Retour sur les faits. Ce jeudi, le Premier ministre Binyamin Netanyahou est attendu à Rome par son homologue italienne, Giorgia Meloni, dans le cadre d’une visite officielle.

Hier matin, sur les réseaux sociaux, le bruit s’est répandu qu’aucun pilote de la compagnie nationale El Al n’avait accepté de piloter l’avion avec le Premier ministre à son bord. Aucun autre membre d’équipage non plus.

L’affaire a commencé à prendre de l’ampleur et à un moment donné, on apprenait que la ministre des Transports, Miri Regev, avait décidé de permettre aux deux autres compagnies israéliennes, Arkia et Israir, de se proposer pour transporter le Premier ministre et son épouse.

La saga a fait les titres de bon nombre de médias israéliens pendant toute l’après-midi.

Plusieurs personnes ont appelé au boycott d’El Al suite à ce qui a été décrit comme un boycott du Premier ministre.

La compagnie aérienne s’est défendue, dans un premier temps, en expliquant que si aucun pilote n’avait encore été trouvé, c’était en raison du manque de pilotes qualifiés pour piloter le Boeing 777 que prend le Premier ministre.
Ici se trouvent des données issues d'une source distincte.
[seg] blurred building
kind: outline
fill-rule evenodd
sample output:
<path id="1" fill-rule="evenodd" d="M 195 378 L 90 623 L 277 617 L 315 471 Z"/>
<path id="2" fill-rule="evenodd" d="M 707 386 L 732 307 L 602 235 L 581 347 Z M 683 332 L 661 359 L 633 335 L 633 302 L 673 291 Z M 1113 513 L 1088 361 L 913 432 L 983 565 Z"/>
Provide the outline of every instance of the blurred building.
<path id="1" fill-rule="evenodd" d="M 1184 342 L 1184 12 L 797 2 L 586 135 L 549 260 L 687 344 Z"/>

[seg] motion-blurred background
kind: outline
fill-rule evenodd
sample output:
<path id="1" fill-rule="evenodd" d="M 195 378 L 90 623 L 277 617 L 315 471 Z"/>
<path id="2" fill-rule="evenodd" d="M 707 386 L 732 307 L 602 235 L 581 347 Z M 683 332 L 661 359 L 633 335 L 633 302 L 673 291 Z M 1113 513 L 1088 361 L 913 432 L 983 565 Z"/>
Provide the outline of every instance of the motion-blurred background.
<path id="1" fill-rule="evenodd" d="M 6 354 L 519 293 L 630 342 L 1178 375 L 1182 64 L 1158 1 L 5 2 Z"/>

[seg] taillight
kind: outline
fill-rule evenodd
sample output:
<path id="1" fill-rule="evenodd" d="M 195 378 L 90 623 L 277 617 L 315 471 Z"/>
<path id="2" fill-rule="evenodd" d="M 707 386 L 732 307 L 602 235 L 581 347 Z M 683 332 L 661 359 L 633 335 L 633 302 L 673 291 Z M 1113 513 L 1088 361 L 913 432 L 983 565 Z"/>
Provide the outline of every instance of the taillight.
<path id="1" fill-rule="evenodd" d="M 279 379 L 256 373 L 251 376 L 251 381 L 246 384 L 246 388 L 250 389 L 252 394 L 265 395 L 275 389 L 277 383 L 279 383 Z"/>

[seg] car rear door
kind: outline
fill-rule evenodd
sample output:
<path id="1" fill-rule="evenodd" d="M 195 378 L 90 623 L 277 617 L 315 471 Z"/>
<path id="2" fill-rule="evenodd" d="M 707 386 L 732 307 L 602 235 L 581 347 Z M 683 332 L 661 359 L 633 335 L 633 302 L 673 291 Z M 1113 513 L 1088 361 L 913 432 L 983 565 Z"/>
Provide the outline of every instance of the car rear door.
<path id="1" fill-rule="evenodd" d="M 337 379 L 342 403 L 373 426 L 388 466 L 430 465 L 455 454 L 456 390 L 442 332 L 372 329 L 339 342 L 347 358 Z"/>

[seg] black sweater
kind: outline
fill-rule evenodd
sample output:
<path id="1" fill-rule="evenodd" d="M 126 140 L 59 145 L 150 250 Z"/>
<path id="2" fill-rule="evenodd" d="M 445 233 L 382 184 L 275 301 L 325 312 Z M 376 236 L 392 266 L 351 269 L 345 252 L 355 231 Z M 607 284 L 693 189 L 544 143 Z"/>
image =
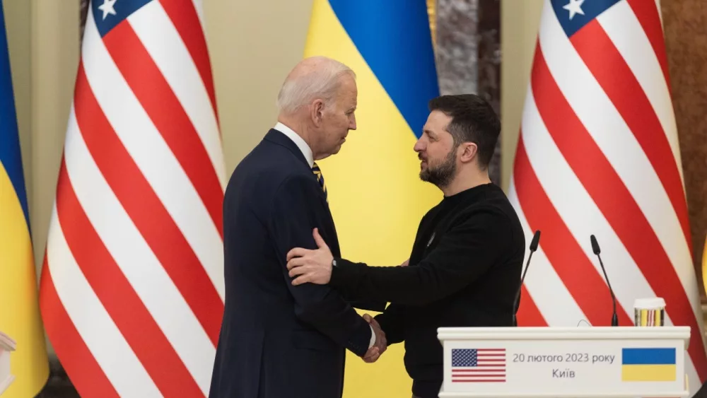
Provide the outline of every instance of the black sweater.
<path id="1" fill-rule="evenodd" d="M 355 300 L 389 301 L 375 317 L 389 344 L 405 341 L 413 392 L 437 397 L 437 328 L 513 324 L 525 238 L 503 192 L 486 184 L 445 197 L 423 217 L 409 267 L 334 259 L 329 284 Z"/>

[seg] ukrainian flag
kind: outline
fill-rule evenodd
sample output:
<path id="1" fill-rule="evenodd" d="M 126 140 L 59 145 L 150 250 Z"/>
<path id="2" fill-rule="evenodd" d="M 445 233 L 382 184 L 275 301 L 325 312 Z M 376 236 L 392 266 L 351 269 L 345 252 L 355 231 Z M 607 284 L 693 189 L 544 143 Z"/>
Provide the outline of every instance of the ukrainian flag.
<path id="1" fill-rule="evenodd" d="M 624 382 L 674 382 L 677 378 L 675 349 L 624 349 L 621 380 Z"/>
<path id="2" fill-rule="evenodd" d="M 356 72 L 357 129 L 317 162 L 344 257 L 395 265 L 410 254 L 420 219 L 442 199 L 423 182 L 413 146 L 439 95 L 424 0 L 314 0 L 305 57 L 323 55 Z M 350 352 L 344 397 L 409 398 L 403 344 L 375 363 Z"/>
<path id="3" fill-rule="evenodd" d="M 4 21 L 0 1 L 0 331 L 17 342 L 17 351 L 11 355 L 15 381 L 2 397 L 26 398 L 44 386 L 49 363 L 37 305 Z"/>

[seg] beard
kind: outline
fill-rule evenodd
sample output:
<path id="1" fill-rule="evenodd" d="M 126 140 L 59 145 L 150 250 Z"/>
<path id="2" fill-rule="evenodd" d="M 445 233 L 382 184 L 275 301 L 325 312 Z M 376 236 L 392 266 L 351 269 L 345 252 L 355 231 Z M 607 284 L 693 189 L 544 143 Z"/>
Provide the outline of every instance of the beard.
<path id="1" fill-rule="evenodd" d="M 436 185 L 439 188 L 447 187 L 457 174 L 455 151 L 452 149 L 441 161 L 437 163 L 427 162 L 427 168 L 420 172 L 420 180 Z"/>

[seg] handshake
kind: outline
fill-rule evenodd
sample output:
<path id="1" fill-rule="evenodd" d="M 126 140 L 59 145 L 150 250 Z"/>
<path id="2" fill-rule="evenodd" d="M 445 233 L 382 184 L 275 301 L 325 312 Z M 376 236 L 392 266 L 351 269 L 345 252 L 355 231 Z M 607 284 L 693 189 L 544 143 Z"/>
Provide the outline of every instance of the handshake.
<path id="1" fill-rule="evenodd" d="M 388 344 L 385 340 L 385 333 L 380 329 L 380 325 L 378 324 L 378 322 L 368 314 L 364 314 L 363 319 L 370 324 L 370 327 L 373 329 L 373 333 L 375 334 L 375 342 L 363 356 L 364 362 L 373 363 L 378 360 L 382 353 L 385 352 Z"/>

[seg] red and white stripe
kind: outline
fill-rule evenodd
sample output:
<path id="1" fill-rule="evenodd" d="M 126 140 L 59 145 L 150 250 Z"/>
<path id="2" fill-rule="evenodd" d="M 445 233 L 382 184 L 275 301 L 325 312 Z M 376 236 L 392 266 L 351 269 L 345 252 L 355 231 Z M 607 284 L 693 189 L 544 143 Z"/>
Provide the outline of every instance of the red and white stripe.
<path id="1" fill-rule="evenodd" d="M 103 38 L 88 15 L 40 287 L 82 396 L 208 395 L 226 178 L 201 3 Z"/>
<path id="2" fill-rule="evenodd" d="M 665 299 L 692 329 L 686 371 L 707 378 L 702 312 L 662 28 L 656 2 L 622 0 L 568 38 L 546 0 L 509 197 L 526 240 L 542 231 L 519 325 L 633 324 L 636 298 Z"/>

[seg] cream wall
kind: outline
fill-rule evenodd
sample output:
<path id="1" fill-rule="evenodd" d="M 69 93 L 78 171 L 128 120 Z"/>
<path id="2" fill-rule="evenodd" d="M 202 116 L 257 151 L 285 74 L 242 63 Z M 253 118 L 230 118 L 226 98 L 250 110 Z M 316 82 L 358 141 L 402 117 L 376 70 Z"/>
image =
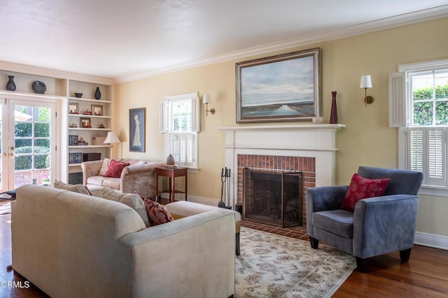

Finalement, ce soir, la PDG d’El Al, Dina Ben Tal, a coupé court à toutes les discussions dans un communiqué:  »La compagnie El Al porte fièrement le drapeau d’Israël sur les ailes de ses avions. Nous ne coopérerons avec aucun boycott et certainement pas contre le Premier ministre d’Israël. Le vol se déroulera comme prévu suivant les règles de la compagnies et aucun problème n’est envisagé. Le vol partira au moment prévu. C’est pour nous un grand honneur de transporter le Premier ministre pour une mission d’Etat. C’est ce que nous avons toujours fait et ce que nous continuerons à faire ».